Chaga is a parasitic fungi whose rich melanin content gives it the black color it is famous for. It is extremely dense & quite difficult to process or break-apart. Almost indestructible, I would say. I have found myself whacking it with some pretty strange objects in order to break off chunks to make a brew.
Often categorized as a medicinal mushroom, it is rather a mass of mycelium which grows primarily as a parasite on the living trees of Birch, Alder, Poplar, sometimes even on Pine & Oak. In fact, if you pay attention to it, you may even be able to taste the betulin flavor it absorbs from the Birch! The spores of Chaga are able to enter in through wounds or broken places in trees, & will begin to spread a "white rot decay" into the heartwood of the tree, a process which can happen for anywhere between 10-80 years before the sclerotum (the form of Chaga we see protruding from the tree & use for medicine) is formed.
This slow maturation process is what makes Chaga so rare, special, & in danger of being over-harvested with its new popularity in our modern culture. I also feel that way about the dark. Everything is lit up, every corner & crevice of the dark can be flooded with light. We have these portable screens which bear light at our fingertips… Nothing is left to itself any longer, the undiscovered terrain is next to none, the quiet is gone for most people, animals, plants, & environments alike.
Just take a moment to pause on this. I feel that it speaks volumes to some of Chaga’s deepest reaching medicine.
In a way, it is almost pointless to go into a list of all that Chaga is “good for” because it would be too a long list, & one that doesn't truly capture all that Chaga can offer. Besides, the current medicinal uses for Chaga are extremely focused on the constituents rather than it as a whole & it has become an umbrella cure for all manner of cancer. It makes me wonder how many modern herbalists & people are doing a deeper work with Chaga, one that isn’t driven by our desire to live forever, to find the holy grail, to mass-produce a miracle.

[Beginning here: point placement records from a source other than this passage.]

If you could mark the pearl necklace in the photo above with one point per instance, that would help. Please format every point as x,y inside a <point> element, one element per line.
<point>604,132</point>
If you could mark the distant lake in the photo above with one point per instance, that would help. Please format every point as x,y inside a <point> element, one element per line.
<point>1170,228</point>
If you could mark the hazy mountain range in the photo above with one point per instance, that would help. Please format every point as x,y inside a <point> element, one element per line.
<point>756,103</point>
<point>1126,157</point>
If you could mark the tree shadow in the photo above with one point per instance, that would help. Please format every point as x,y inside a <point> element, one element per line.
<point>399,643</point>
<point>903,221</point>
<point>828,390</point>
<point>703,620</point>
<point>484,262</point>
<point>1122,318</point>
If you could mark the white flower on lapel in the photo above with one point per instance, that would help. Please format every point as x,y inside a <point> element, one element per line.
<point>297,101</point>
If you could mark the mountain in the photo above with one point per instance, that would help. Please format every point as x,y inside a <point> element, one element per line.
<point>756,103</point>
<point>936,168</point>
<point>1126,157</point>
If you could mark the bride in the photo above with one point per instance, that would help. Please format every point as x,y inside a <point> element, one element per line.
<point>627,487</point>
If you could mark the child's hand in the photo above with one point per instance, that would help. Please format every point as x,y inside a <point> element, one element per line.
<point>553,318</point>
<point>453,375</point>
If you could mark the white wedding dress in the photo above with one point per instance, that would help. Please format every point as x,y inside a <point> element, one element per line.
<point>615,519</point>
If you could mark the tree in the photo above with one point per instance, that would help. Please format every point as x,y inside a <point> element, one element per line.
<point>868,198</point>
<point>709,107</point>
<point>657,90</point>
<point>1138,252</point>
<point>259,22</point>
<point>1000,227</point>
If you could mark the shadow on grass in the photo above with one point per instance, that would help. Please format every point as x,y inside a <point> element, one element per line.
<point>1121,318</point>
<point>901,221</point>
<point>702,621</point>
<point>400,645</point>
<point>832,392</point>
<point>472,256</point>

So instead, I want to offer the following about the medicine of Chaga: this precious fungi has much to teach us about how we approach the world, how we take resources, how to get at the heart of what makes us sick as individuals & as a society. I also believe that Chaga is an extremely personal medicine, that drops each of us deep within ourselves, into our own quiet, more so than maybe any other plants or fungi I know.

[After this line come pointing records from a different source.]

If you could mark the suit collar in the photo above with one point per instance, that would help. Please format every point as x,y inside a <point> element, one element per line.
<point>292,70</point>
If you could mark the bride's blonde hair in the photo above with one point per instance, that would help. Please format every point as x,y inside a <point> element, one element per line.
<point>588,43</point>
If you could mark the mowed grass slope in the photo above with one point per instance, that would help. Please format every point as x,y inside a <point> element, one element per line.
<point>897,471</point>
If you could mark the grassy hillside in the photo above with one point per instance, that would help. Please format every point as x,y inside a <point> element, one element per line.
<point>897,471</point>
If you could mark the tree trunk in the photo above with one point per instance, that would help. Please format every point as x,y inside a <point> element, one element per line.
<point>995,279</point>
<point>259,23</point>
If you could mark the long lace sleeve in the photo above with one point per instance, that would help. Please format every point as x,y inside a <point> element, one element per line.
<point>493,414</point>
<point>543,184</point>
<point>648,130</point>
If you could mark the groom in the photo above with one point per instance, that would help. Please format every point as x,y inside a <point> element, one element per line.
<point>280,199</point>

Because of this, I always try to encourage people to intentionally connect with their Chaga, to make space to connect with it in a personal way. Maybe it will even lead you to finding where your own white rot decay is.

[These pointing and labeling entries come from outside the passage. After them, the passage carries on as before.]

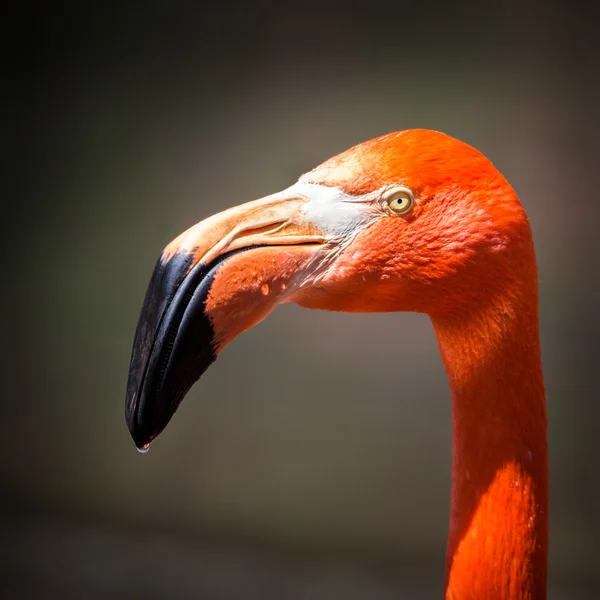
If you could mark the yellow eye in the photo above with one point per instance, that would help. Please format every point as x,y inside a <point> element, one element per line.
<point>401,202</point>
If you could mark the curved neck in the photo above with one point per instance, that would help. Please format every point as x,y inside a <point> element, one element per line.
<point>497,544</point>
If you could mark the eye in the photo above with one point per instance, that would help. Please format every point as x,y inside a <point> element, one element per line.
<point>401,202</point>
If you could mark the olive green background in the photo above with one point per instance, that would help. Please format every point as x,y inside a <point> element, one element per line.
<point>312,461</point>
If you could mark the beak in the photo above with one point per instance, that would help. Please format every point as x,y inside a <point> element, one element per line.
<point>214,281</point>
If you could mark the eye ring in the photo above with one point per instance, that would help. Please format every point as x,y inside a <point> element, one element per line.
<point>401,201</point>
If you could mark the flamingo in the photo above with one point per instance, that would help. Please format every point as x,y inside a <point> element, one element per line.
<point>411,221</point>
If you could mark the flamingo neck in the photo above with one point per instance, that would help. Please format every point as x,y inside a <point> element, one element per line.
<point>497,544</point>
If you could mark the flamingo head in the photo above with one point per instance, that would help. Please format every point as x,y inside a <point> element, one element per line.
<point>411,221</point>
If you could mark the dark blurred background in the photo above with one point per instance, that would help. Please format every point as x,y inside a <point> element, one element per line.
<point>312,461</point>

One last note: Chaga is meant to be prepared as a decoction or as a tincture via the double-extraction method. The decoction is my favorite, because Chaga seems to have an endlessly abundant amount of itself to give. Try it out if you ever get the chance—it is almost like the longer you simmer it for, the more & more you can steep from a single chunk, the darker & deeper the water becomes.